Author: Jason Bahbak Mohaghegh
Publisher: Bloomsbury Publishing
Published: 2012-02-23
Total Pages: 257
ISBN-13: 1441150633
DOWNLOAD EBOOK →Writing has come face-to-face with a most crucial juncture: to negotiate with the inescapable presence of violence. From the domains of contemporary Middle Eastern literature, this book stages a powerful conversation on questions of cruelty, evil, rage, vengeance, madness, and deception. Beyond the narrow judgment of violence as a purely tragic reality, these writers (in states of exile, prison, martyrdom, and war) come to wager with the more elusive, inspiring, and even ecstatic dimensions that rest at the heart of a visceral universe of imagination. Covering complex and controversial thematic discussions, Jason Bahbak Mohaghegh forms an extreme record of voices, movements, and thought-experiments drawn from the inner circles of the Middle Eastern region.
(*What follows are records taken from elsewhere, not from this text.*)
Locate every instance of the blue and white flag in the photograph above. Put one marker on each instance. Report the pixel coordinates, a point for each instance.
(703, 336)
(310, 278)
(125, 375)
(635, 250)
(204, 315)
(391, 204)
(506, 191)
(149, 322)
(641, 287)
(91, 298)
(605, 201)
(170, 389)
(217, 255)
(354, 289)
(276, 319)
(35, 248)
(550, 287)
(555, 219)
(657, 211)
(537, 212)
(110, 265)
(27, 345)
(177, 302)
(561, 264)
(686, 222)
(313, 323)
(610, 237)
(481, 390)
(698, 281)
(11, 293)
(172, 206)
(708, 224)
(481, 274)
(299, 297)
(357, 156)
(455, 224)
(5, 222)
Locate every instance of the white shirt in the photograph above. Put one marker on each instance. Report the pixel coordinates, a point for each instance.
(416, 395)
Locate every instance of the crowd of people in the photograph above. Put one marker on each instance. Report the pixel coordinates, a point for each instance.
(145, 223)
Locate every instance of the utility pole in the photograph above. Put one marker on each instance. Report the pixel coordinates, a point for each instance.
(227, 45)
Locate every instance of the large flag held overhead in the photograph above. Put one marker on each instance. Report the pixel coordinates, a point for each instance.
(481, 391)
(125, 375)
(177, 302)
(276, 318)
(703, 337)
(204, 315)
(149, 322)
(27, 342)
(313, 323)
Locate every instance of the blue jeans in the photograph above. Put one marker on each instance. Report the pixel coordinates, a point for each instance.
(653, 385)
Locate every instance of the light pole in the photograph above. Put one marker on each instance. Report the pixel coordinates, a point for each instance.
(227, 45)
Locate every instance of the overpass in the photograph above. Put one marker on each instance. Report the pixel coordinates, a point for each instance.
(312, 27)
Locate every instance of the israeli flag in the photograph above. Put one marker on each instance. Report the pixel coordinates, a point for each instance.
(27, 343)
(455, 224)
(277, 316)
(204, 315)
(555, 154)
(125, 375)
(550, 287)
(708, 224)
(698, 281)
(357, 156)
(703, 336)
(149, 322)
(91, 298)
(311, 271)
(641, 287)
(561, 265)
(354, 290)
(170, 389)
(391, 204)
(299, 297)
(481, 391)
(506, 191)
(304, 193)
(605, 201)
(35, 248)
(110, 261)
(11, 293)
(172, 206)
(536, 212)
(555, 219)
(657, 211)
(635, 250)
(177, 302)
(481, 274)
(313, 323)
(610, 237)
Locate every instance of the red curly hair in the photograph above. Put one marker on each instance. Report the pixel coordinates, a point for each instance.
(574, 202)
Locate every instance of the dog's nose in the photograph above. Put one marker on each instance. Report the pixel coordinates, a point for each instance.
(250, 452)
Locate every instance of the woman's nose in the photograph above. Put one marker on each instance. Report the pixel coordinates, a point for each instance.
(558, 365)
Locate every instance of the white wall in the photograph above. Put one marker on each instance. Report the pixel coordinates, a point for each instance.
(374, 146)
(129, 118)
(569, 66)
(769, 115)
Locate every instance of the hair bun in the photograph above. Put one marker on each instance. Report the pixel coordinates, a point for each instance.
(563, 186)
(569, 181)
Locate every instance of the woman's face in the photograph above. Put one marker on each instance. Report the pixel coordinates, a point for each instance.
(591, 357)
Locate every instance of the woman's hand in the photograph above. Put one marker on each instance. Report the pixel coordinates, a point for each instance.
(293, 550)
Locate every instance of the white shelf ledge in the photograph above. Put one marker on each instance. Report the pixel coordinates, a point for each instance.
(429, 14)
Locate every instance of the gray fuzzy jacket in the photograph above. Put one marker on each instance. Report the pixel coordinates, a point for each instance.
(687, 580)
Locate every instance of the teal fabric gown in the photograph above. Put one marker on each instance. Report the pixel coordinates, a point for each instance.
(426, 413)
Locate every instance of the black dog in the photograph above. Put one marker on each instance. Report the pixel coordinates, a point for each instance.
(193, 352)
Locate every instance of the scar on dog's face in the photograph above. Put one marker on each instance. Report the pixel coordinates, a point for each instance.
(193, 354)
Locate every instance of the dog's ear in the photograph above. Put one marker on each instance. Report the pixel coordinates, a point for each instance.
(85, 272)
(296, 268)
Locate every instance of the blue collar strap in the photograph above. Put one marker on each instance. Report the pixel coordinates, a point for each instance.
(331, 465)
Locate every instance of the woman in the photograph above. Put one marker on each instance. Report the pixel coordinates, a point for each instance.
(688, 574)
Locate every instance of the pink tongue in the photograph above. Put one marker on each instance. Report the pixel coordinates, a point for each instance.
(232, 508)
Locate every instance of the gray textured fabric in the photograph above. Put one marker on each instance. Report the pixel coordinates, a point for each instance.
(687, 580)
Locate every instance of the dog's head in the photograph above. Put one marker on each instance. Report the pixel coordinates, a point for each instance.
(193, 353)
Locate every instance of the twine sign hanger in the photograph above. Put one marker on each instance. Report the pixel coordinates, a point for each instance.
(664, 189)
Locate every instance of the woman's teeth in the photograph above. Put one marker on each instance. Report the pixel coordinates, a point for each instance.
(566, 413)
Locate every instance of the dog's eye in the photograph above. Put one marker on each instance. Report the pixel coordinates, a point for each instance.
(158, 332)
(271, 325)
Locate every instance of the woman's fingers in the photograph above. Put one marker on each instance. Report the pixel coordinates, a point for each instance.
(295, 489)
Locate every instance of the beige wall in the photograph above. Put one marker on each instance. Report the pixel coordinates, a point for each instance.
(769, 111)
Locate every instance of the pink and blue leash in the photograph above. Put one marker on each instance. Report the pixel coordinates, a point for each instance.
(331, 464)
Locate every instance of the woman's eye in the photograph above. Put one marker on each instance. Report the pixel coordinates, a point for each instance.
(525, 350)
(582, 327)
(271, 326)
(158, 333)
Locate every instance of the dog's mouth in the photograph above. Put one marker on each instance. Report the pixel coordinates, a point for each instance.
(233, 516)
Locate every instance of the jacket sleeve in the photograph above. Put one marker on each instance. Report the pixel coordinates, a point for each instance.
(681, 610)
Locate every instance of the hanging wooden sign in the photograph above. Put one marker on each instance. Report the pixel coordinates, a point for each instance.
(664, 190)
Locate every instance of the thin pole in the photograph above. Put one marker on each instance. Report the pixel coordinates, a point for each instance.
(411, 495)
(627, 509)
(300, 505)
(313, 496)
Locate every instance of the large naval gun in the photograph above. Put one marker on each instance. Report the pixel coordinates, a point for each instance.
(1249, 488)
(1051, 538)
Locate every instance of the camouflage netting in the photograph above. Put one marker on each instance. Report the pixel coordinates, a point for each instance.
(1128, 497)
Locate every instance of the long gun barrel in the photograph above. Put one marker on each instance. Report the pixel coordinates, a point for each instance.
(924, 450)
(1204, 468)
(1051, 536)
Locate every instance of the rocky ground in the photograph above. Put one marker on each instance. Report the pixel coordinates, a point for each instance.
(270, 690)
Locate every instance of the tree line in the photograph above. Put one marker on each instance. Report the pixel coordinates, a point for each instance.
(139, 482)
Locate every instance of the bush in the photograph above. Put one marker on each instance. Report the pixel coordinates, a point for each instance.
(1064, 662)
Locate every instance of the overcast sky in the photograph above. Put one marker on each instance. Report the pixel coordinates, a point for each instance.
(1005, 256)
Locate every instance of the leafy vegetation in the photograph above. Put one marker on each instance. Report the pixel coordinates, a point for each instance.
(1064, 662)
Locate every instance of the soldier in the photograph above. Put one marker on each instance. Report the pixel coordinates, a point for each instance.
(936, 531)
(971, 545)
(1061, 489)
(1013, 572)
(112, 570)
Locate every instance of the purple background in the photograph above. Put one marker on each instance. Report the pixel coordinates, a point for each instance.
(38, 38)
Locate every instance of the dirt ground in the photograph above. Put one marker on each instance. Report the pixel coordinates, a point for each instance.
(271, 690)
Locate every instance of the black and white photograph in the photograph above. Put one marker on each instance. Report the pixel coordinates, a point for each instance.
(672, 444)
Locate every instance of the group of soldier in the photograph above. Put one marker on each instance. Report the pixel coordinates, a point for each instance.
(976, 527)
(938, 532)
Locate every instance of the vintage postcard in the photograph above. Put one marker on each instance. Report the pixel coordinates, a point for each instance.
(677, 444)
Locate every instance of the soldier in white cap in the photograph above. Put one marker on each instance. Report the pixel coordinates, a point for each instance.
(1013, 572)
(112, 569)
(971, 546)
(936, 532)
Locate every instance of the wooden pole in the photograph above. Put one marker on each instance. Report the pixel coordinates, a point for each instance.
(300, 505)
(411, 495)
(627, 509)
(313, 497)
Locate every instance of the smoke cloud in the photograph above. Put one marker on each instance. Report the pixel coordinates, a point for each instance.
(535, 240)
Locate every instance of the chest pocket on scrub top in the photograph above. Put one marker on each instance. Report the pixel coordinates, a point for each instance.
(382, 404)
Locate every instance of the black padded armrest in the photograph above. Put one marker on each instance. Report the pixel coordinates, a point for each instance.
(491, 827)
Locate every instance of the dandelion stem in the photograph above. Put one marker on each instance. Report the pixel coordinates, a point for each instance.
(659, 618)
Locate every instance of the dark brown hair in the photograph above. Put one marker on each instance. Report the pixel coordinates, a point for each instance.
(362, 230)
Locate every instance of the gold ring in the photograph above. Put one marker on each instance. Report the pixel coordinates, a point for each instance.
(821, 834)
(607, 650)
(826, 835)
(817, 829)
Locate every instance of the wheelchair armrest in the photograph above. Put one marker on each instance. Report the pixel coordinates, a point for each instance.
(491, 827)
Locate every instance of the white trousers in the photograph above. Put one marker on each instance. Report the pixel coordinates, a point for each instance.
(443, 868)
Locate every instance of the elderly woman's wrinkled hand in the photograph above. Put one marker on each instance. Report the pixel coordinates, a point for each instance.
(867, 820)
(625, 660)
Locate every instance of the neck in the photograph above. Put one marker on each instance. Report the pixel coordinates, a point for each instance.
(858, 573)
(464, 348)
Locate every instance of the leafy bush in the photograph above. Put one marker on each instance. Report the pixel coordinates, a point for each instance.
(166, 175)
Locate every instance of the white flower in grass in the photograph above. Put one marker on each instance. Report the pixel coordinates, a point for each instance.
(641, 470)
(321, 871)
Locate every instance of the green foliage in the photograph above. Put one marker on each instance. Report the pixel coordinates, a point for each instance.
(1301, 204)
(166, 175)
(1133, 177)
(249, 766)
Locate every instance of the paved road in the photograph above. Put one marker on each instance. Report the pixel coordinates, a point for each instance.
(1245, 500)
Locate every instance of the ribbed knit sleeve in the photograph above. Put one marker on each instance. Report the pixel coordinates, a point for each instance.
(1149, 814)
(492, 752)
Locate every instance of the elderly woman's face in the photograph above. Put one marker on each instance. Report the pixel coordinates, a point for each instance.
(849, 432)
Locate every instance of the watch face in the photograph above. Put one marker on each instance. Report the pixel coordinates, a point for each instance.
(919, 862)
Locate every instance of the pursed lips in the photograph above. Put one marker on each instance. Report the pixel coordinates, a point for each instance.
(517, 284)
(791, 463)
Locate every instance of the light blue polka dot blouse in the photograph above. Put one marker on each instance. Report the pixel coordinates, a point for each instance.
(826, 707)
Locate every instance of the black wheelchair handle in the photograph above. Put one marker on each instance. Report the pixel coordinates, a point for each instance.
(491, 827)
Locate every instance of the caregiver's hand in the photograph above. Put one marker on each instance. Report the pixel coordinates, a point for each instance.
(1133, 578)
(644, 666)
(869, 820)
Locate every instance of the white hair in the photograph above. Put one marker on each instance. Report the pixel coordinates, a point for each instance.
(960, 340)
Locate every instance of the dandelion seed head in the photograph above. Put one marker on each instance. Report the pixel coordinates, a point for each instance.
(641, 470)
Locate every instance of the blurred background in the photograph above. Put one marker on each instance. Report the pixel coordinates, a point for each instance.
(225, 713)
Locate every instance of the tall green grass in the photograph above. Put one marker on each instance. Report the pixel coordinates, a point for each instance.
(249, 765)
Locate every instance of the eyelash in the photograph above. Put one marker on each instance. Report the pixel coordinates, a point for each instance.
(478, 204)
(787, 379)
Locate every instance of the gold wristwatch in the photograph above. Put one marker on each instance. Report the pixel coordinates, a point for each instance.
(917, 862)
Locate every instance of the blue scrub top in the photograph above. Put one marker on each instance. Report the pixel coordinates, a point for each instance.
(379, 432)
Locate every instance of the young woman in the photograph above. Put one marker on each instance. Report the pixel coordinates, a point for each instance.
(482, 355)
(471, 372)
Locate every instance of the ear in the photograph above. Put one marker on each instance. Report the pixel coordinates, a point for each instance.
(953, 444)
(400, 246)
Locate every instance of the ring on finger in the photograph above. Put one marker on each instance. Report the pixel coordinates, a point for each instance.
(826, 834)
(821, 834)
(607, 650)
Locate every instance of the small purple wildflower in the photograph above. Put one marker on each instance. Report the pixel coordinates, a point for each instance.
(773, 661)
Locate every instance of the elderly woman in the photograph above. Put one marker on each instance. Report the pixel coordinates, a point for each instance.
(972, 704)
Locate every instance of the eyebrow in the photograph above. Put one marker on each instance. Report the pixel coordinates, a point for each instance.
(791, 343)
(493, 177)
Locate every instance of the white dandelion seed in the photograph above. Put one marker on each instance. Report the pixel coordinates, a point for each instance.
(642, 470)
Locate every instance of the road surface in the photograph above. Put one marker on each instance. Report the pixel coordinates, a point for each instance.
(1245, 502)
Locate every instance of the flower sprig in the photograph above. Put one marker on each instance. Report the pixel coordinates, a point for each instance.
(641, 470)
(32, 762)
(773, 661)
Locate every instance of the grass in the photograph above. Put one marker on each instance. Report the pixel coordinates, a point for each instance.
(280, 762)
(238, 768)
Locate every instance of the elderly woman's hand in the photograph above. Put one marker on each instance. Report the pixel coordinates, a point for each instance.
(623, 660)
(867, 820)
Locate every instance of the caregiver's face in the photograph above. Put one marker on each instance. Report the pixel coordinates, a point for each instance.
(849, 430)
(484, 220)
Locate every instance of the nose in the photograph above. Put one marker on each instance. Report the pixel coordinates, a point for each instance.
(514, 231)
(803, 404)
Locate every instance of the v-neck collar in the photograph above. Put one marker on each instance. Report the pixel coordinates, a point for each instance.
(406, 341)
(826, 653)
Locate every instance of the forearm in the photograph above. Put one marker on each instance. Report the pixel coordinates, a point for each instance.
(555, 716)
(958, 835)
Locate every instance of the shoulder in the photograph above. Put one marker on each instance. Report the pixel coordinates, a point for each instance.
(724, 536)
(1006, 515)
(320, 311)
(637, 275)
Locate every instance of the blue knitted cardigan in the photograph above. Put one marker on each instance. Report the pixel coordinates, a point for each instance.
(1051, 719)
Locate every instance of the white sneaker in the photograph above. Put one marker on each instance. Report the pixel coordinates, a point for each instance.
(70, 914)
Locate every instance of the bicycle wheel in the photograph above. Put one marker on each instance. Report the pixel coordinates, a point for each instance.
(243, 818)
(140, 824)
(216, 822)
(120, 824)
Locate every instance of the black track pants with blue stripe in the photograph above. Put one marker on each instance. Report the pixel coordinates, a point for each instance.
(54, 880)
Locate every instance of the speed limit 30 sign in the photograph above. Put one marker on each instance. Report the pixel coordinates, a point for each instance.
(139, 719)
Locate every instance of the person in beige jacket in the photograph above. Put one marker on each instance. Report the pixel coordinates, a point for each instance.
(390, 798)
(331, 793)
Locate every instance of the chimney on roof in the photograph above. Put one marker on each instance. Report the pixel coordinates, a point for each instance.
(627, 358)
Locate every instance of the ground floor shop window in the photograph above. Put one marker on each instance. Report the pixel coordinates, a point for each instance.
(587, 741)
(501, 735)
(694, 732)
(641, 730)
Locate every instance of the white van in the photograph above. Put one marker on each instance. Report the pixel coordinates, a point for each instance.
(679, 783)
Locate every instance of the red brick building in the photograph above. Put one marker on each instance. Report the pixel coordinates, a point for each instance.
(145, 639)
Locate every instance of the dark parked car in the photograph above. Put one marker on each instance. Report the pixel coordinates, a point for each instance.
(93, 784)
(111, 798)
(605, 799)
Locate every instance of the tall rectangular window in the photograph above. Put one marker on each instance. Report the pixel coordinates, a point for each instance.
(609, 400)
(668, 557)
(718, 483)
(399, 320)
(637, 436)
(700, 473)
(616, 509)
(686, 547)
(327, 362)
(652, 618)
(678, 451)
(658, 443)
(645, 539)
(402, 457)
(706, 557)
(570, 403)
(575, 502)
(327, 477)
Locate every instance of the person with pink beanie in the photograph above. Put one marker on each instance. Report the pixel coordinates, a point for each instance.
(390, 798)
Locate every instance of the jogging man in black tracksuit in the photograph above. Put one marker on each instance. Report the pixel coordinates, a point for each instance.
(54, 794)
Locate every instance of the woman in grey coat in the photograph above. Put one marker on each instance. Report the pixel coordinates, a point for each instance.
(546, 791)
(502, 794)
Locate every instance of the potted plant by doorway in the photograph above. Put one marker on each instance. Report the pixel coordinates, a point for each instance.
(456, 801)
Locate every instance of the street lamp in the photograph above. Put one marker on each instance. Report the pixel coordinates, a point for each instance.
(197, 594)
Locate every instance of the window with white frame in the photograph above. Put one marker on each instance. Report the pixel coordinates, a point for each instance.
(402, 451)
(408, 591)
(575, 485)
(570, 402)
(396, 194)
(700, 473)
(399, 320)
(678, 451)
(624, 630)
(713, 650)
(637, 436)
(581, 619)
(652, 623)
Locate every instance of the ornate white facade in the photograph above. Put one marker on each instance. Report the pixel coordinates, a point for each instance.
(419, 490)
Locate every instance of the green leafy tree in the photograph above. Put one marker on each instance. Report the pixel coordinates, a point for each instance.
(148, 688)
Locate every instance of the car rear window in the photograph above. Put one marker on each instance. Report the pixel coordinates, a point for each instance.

By exploring the most abrasive writings of this vast cultural front, the book reveals how such captivating outsider texts could potentially redefine our understanding of violence and its now-unstoppable relationship to a dangerous age.
Author: Lisa Marchi
Publisher: Syracuse University Press
Published: 2022-09-06
Total Pages: 257
ISBN-13: 0815655479
DOWNLOAD EBOOK →The Funambulists brings together the diverse poetry collections of six contemporary Arab diasporic women poets. Spanning multiple languages and regions, this volume illuminates the distinct artistic voice of each poet, yet also highlights the aesthetic and political relevance that unites their work. Marchi explores the work of Naomi Shihab Nye, a celebrated American poet of Palestinian descent; Iman Mersal, an Egyptian poet living in Edmonton, Canada, who writes in Arabic; Nadine Ltaif, a Lebanese poet who lives in Quebec and has adopted French as her language; Maram al-Massri, a Syrian poet writing in Arabic and living in France; Suheir Hammad, an American poet of Palestinian origin; and Mina Boulhanna, a Moroccan poet living in Italy and writing in Italian. Despite their varying geographical and political backgrounds, these poets find common ground in themes of injustice, spirituality, gender, race, and class. Drawing upon the concept of tension, Marchi examines both the breaking points and the creative energies that traverse the poetic works of these writers. These celebrated funambulists use their art of balance and flexibility bolstered by their courage and transgression to walk a tightrope stretched out across cultures, faiths, and nations.